I was struck by this reading a week or so ago in Psalm 141.
“Set a guard over my mouth, Lord; keep watch over the door of my lips. Do not let my heart be drawn to what is evil so that I take part in wicked deeds along with those who are evildoers; do not let me eat their delicacies.”
Certainly it’s a prayer we all could pray. In fact, it sounds very much like Jesus’ model prayer: “deliver us from evil” (Matthew 6:13). With Satan described as a “roaring lion” looking to consume us, and knowing only God has the power to defeat him, it’s a prayer we should pray.
But how will God “keep watch over my lips” and keep us from being drawn to evil?
Perhaps it doesn’t matter . . . as long as He does it.
But David doesn’t leave it at that. He recognized that God acts not only on His own, but within community – the people of God looking out for God’s own.

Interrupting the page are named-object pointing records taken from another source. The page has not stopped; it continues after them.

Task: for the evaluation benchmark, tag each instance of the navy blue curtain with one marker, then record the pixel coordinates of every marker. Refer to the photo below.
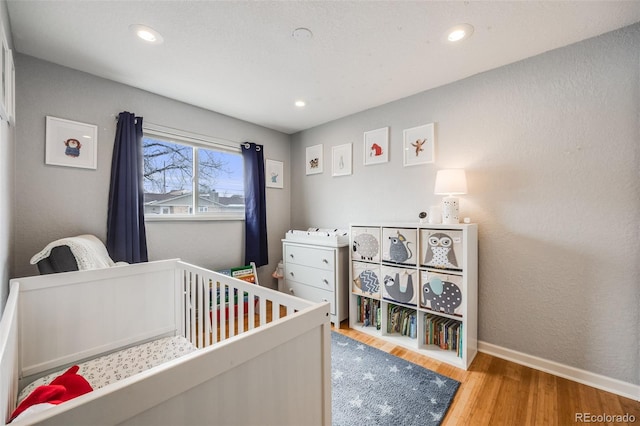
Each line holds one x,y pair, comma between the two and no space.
126,235
255,207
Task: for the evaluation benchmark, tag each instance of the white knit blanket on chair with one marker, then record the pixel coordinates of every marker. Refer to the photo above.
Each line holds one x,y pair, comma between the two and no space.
89,251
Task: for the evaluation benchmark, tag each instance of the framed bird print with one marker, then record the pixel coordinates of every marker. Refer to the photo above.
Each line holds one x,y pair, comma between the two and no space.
419,145
441,248
314,159
274,174
376,146
71,144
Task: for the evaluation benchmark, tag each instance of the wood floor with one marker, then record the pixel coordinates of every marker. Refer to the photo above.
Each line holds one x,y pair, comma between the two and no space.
498,392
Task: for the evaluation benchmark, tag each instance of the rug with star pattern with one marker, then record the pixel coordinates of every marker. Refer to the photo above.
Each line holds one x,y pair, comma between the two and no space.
372,387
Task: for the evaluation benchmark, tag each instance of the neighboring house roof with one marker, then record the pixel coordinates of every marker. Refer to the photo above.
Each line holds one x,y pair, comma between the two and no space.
171,199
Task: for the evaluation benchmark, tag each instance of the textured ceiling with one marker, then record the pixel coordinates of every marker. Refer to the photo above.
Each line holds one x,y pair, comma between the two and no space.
240,59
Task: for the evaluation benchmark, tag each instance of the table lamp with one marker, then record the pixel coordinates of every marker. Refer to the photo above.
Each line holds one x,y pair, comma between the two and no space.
450,182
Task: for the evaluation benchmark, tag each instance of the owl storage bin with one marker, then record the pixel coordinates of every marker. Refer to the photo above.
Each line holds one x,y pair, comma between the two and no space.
441,248
365,243
399,246
441,292
399,285
366,279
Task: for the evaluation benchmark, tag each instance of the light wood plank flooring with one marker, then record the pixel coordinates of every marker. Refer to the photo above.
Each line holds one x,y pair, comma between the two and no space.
498,392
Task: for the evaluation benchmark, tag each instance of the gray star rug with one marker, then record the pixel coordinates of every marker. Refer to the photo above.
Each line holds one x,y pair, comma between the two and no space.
372,387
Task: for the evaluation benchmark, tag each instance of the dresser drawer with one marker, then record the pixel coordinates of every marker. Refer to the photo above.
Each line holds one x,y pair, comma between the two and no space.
312,294
314,277
309,256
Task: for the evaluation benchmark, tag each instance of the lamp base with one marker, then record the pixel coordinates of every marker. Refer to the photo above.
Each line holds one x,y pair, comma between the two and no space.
450,210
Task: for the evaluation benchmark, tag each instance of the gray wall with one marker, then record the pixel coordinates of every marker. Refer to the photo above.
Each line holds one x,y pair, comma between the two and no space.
54,202
550,145
6,188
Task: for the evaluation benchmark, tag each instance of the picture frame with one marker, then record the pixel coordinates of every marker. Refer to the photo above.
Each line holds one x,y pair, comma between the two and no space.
376,146
341,160
274,174
419,145
314,163
71,143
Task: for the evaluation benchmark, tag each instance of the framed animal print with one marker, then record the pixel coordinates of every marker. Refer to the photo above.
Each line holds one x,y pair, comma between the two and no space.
314,163
441,248
400,284
441,292
70,143
376,146
419,145
365,243
366,279
399,246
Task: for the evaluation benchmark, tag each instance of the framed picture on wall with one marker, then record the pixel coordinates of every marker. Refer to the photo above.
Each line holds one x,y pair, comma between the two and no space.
419,145
274,174
376,146
71,144
341,160
314,159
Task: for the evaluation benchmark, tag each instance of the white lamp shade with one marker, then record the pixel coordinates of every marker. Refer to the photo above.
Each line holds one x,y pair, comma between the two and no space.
451,182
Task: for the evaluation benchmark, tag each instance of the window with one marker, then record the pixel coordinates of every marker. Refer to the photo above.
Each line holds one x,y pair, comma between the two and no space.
183,170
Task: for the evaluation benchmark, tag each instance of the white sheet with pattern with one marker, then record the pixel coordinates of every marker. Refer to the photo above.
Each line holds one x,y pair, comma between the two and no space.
119,365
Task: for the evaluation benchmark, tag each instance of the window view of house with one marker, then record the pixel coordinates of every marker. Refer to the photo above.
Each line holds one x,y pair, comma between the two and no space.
180,175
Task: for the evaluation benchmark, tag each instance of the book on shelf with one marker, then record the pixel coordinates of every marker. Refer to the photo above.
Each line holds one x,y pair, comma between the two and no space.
446,333
401,320
368,312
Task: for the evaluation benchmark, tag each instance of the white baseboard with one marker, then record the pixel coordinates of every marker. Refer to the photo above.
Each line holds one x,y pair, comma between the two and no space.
628,390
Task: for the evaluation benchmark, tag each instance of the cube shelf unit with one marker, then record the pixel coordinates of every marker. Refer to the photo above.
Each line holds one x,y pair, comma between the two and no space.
408,278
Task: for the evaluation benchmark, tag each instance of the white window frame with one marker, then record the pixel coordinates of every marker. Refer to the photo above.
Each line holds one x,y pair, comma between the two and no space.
196,141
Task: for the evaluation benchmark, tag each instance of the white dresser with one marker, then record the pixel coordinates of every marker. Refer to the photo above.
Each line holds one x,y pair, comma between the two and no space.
318,270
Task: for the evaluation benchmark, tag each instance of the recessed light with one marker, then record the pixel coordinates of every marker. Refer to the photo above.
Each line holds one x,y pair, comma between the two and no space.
146,33
302,34
459,32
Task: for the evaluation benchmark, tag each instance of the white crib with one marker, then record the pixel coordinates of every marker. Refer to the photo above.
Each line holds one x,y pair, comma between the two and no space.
273,371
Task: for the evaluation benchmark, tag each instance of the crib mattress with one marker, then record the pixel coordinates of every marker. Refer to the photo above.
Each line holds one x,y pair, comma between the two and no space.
100,372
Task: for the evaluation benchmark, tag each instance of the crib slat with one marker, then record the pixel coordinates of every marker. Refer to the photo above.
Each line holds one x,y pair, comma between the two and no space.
275,310
251,316
220,312
231,310
193,304
212,312
263,311
241,294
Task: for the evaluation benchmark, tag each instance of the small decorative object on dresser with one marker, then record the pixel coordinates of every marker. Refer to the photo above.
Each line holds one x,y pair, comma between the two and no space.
316,268
416,285
450,182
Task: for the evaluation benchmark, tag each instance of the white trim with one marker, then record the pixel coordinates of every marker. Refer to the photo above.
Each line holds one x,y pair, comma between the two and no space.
190,138
628,390
150,217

It’s their job. And so David continues his prayer in a way most of us wouldn’t: “Let a righteous man strike me—that is a kindness; let him rebuke me—that is oil on my head. My head will not refuse it . . .”
We’re not wild about communal shepherding . . . are we? We don’t favor being corrected by others. And yet, when David was on the receiving end, he considered it blessing – direction from the Lord. Solomon put it like this: “Whoever disregards discipline comes to poverty and shame, but whoever heeds correction is honored” (Proverbs 13:18). It’s not the way of the world, but who wants to follow where the world is headed?